Big data and artificial intelligence are tremendously popular in business. Everybody is using “machine learning” or “deep learning” or “analytics” or “neural networks” or any of the buzzwords that pop up.
This is how companies will transform themselves for the future. At least, that’s what the tech industry and corporations in many other segments of the economy have said for years. In fact, although the term big data was supposedly coined in 2005, I did some checking and found mentions in 2001. At the turn of the decade, people were already beginning to discuss the possibilities.
Both big data and AI have done a lot of good, if you listen to proponents and those who have implemented it. And yet, there are some fundamental problems you should keep in mind in your reporting.
The scientific community has come up against problems that also spell bad news for business. Researchers who use AI have trouble reproducing results, according to Science. Few studies share the code that made them possible, for a variety of reasons. Even if you have the code, it can run differently depending on the data you use to train the software.

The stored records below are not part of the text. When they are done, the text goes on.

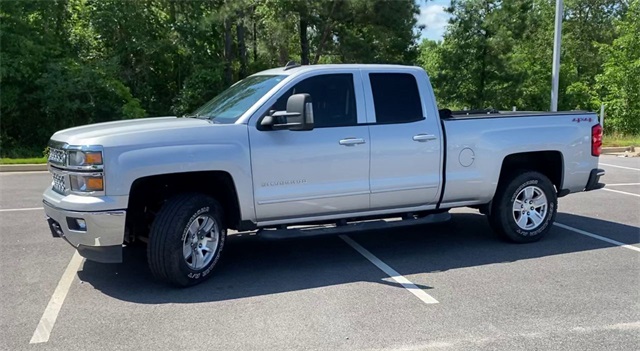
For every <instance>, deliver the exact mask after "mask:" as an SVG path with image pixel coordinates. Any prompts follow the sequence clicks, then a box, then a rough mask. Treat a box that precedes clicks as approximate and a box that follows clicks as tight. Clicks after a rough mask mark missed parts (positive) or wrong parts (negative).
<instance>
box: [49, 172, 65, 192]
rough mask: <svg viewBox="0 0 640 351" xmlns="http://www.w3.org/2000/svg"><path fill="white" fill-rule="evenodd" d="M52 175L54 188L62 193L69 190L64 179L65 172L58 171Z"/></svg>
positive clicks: (57, 190)
mask: <svg viewBox="0 0 640 351" xmlns="http://www.w3.org/2000/svg"><path fill="white" fill-rule="evenodd" d="M51 176H52V177H53V183H52V186H53V190H54V191H56V192H58V193H60V194H64V193H65V191H66V190H67V186H66V183H65V181H64V174H58V173H53V172H52V173H51Z"/></svg>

The result one organization gets, including companies, got may not translate into another findings. Or, if that company changes the AI tools it uses for whatever reasons, suddenly what seemed to be a trend that would help revolutionize a business practice may no longer work. That introduces a lot of uncertainty. The results that companies trust may be curious factors of using a particular software package, or of the data used to train the system.

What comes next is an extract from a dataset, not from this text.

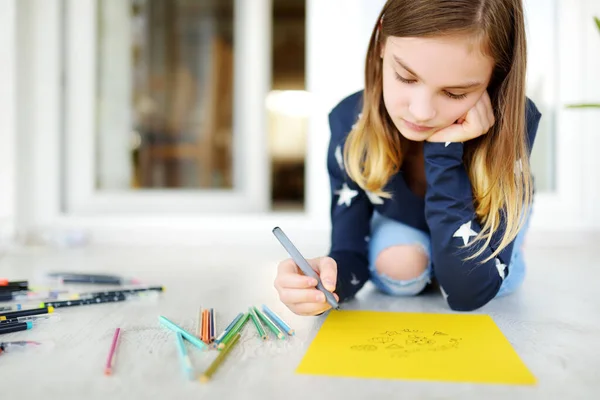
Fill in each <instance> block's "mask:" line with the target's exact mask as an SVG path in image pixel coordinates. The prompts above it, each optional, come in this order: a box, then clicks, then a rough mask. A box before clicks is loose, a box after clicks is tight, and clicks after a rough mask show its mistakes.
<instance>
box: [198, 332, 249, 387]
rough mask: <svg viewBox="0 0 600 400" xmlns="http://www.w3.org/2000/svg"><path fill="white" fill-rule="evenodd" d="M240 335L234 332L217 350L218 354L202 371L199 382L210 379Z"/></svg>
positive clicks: (236, 342) (239, 336)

An example is the trouble that Amazon faced in using an AI recruiting tool. Because the software was trained with previous Amazon hiring decisions, it turned out to have a bias against resumes from women.
If you’ve studied statistics and its use in research, you may have come across the problem of p-hacking. The p-value is a measure of how statistically significant some results are, or how likely it is they could have occurred by accident.
P-hacking refers to the practice of digging into a body of data to turn up patterns. You comb through the data and look for what seems to be statistically significant. The problem is that the larger the body of data, the more likely that some patterns that are really a work of chance will appear. It you test enough data and enough possible hypotheses—in other words, potential patterns—you’re bound to find something.
Because companies may logically focus on their own data and keep looking for the patterns that might help them improve operations, they could well stumble across something that isn’t indicative of anything real. But, finding the pattern, the lightbulb goes off and executives say, here’s a magic tool for improvement.
That isn’t to say patterns aren’t real. They may be. The way you ultimately tell is now looking in other data for similar patterns. That requires the knowledge and discipline to insist on further examination.AI and big data can certainly produce good results. They can also send companies down a blind alley. To report on how companies use the tools and techniques, you’ll have to keep all this in mind and press hard to see whether companies are keeping their eyes open.